The more I looked at it, the more it seemed not to be a French fan as I’d originally thought. The drawings of the figures and nature gods looked crude, like imitations, as if they were copies. Perhaps the silk is not that old after all… and the copper was all new, shiny, not at all oxidized. Was it a fake antique, recently made? I had doubt. But then I couldn’t ever doubt the feeling I had received along with this gift. A reorienting dizzying electron dance of momentary suspension. I saw a face then, a glimpse of a photo, black and white. Did the eyes flash? What were they telling me?
At that instant there was an upheaval in another country, far away – I saw the news later that day, another terrorist bombing. The world in unfathomable shock. And so the next day I more carefully examined the fan. Rested, able to simply sit and observe it, I looked closely at each panel. The god Pan was in each one, standing on rocks with his pipes, or peeking in the side to see lovers embracing. In one he was prancing near the waterfall, in another he was sleeping near a beautiful lady who looked out full-face toward me. I couldn’t make sense of these drawings, but each one had an opened book in the scene. With a magnifying glass I still couldn’t see what was written in the book – just nonsense marks to look like writing, I supposed.
The clues must be in the watermarks, I thought, but they were unreadable to me as well.
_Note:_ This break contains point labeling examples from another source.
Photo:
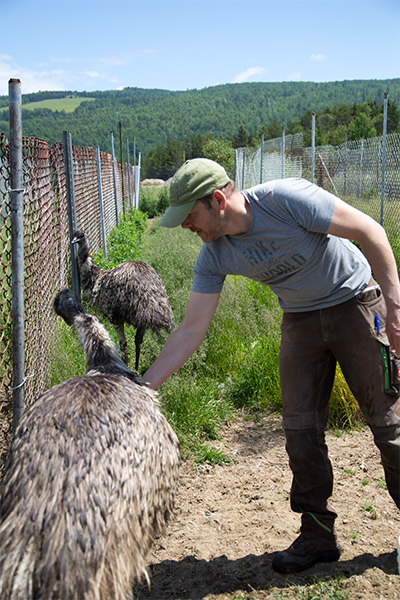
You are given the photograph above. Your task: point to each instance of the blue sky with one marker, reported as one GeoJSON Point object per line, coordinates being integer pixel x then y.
{"type": "Point", "coordinates": [88, 45]}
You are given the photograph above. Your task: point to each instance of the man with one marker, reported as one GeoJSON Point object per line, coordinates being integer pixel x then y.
{"type": "Point", "coordinates": [295, 237]}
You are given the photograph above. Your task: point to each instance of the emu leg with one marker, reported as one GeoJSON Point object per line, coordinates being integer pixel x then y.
{"type": "Point", "coordinates": [138, 342]}
{"type": "Point", "coordinates": [123, 345]}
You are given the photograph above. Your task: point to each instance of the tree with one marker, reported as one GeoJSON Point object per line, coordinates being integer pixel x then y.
{"type": "Point", "coordinates": [361, 127]}
{"type": "Point", "coordinates": [222, 152]}
{"type": "Point", "coordinates": [241, 138]}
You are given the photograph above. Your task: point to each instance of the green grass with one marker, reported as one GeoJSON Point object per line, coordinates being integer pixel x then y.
{"type": "Point", "coordinates": [67, 104]}
{"type": "Point", "coordinates": [333, 588]}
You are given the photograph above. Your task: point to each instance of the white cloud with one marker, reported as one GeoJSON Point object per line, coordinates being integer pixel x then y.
{"type": "Point", "coordinates": [41, 79]}
{"type": "Point", "coordinates": [31, 80]}
{"type": "Point", "coordinates": [318, 57]}
{"type": "Point", "coordinates": [248, 74]}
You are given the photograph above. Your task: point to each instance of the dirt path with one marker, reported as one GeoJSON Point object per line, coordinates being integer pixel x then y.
{"type": "Point", "coordinates": [229, 521]}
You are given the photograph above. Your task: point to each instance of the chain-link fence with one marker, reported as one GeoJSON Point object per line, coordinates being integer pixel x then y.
{"type": "Point", "coordinates": [47, 253]}
{"type": "Point", "coordinates": [365, 173]}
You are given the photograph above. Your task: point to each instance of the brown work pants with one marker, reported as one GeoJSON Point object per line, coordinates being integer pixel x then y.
{"type": "Point", "coordinates": [312, 343]}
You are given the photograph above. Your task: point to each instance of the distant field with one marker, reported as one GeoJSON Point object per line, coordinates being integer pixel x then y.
{"type": "Point", "coordinates": [68, 104]}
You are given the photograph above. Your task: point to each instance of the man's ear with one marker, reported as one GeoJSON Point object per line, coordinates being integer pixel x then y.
{"type": "Point", "coordinates": [220, 197]}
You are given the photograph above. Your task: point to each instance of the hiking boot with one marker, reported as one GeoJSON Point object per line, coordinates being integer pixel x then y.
{"type": "Point", "coordinates": [304, 553]}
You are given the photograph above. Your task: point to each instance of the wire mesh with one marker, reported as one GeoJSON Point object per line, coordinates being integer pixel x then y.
{"type": "Point", "coordinates": [354, 171]}
{"type": "Point", "coordinates": [47, 255]}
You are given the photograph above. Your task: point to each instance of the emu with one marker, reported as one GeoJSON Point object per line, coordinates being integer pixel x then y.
{"type": "Point", "coordinates": [132, 293]}
{"type": "Point", "coordinates": [90, 479]}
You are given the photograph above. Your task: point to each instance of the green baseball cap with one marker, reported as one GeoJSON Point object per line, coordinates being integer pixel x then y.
{"type": "Point", "coordinates": [195, 179]}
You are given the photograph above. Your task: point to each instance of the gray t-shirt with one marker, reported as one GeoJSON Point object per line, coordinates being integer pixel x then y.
{"type": "Point", "coordinates": [287, 249]}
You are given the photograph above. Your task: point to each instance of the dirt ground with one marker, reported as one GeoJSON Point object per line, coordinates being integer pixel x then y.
{"type": "Point", "coordinates": [230, 520]}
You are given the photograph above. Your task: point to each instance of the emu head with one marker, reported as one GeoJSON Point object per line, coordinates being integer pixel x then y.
{"type": "Point", "coordinates": [80, 238]}
{"type": "Point", "coordinates": [67, 305]}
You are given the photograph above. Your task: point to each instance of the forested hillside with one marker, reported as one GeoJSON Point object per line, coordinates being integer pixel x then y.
{"type": "Point", "coordinates": [154, 117]}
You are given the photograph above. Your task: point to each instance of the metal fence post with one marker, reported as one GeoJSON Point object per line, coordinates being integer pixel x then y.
{"type": "Point", "coordinates": [312, 147]}
{"type": "Point", "coordinates": [103, 235]}
{"type": "Point", "coordinates": [384, 155]}
{"type": "Point", "coordinates": [262, 156]}
{"type": "Point", "coordinates": [115, 177]}
{"type": "Point", "coordinates": [17, 249]}
{"type": "Point", "coordinates": [122, 167]}
{"type": "Point", "coordinates": [345, 164]}
{"type": "Point", "coordinates": [361, 167]}
{"type": "Point", "coordinates": [72, 222]}
{"type": "Point", "coordinates": [129, 173]}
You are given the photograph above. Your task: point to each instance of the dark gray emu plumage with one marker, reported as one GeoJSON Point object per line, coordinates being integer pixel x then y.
{"type": "Point", "coordinates": [90, 479]}
{"type": "Point", "coordinates": [132, 293]}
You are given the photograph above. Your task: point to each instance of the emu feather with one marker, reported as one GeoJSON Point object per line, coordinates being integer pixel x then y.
{"type": "Point", "coordinates": [132, 293]}
{"type": "Point", "coordinates": [90, 479]}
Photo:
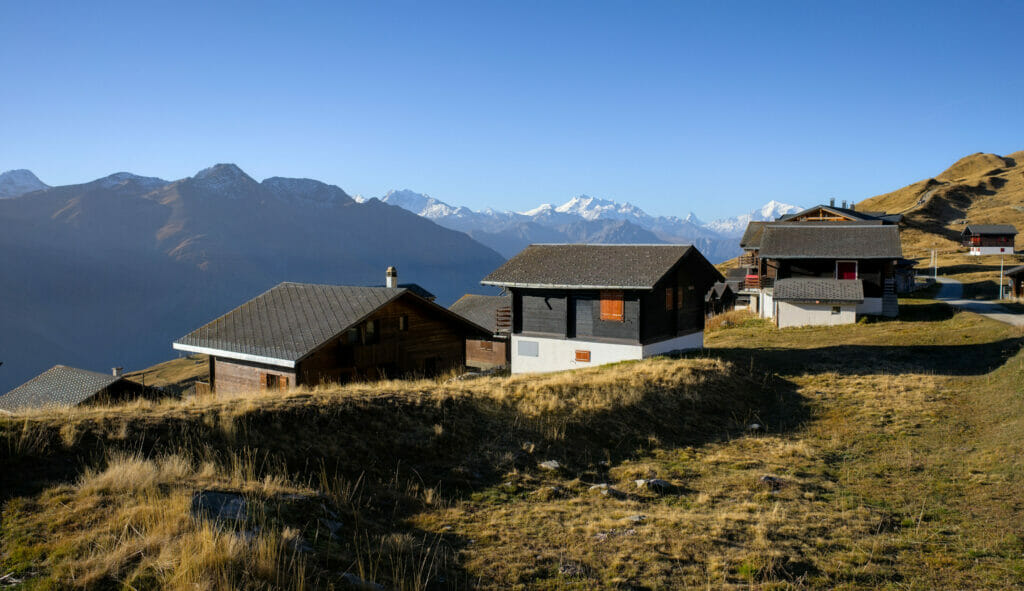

They weren’t in any language I’d seen – not arabic, chinese, cyrillic, sanskrit, runic. They must be elvish or imaginary – or from another people long ago, or in the future. Perhaps a scientific code?
I photographed the glyphs with the sun behind them, then took a full photo of the opened fan itself, from both sides. One side had the copper ribs with the stones on top, and the visible watermarks, the other side showed the hand-painted mythological scenes. The side facing out to others showed the paintings and the stunning green silk, with the moss-green trim on the top. The side facing in, toward me, showed the glyphs, the copper ribs, and then I noticed, the images painted on the outside showed a shadow effect on the inside. Each painting was in a shape or form, and its meaning was shown in reverse in the silhouette, visible only when the opened fan was held out and seen with light coming through the fan from outside. Here I saw slightly grotesque faces in silhouette, human yet almost animal. Did the glyph represent the name or attribute of the person or being shown on this side of the fan?
For example, take the image of Pan by the waterfall, prancing and dancing with a lady whose flowing dress was moving all around her. On the other side this shows as a caricature of a solemn figure with a bulbous nose, a witchy chin and protruding eyebrows.
I still didn’t know what to make of these images. Then I became aware of the copper ribbing’s decorative sides. Under the magnifying glass, these ribs showed markings that looked almost linguistic, lining the sides of the copper. I photographed them, and when the image was enlarged, I thought I might be able to make out words, if only I understood that language. The more I moved my attention around the fan, the more it showed me, either of workmanship or of secret code. It made the object all the more significant, but still I couldn’t decipher its meaning. Nor could I find out how this object related to my experience on receiving it, and the connection to the explosion and the appearance of the face.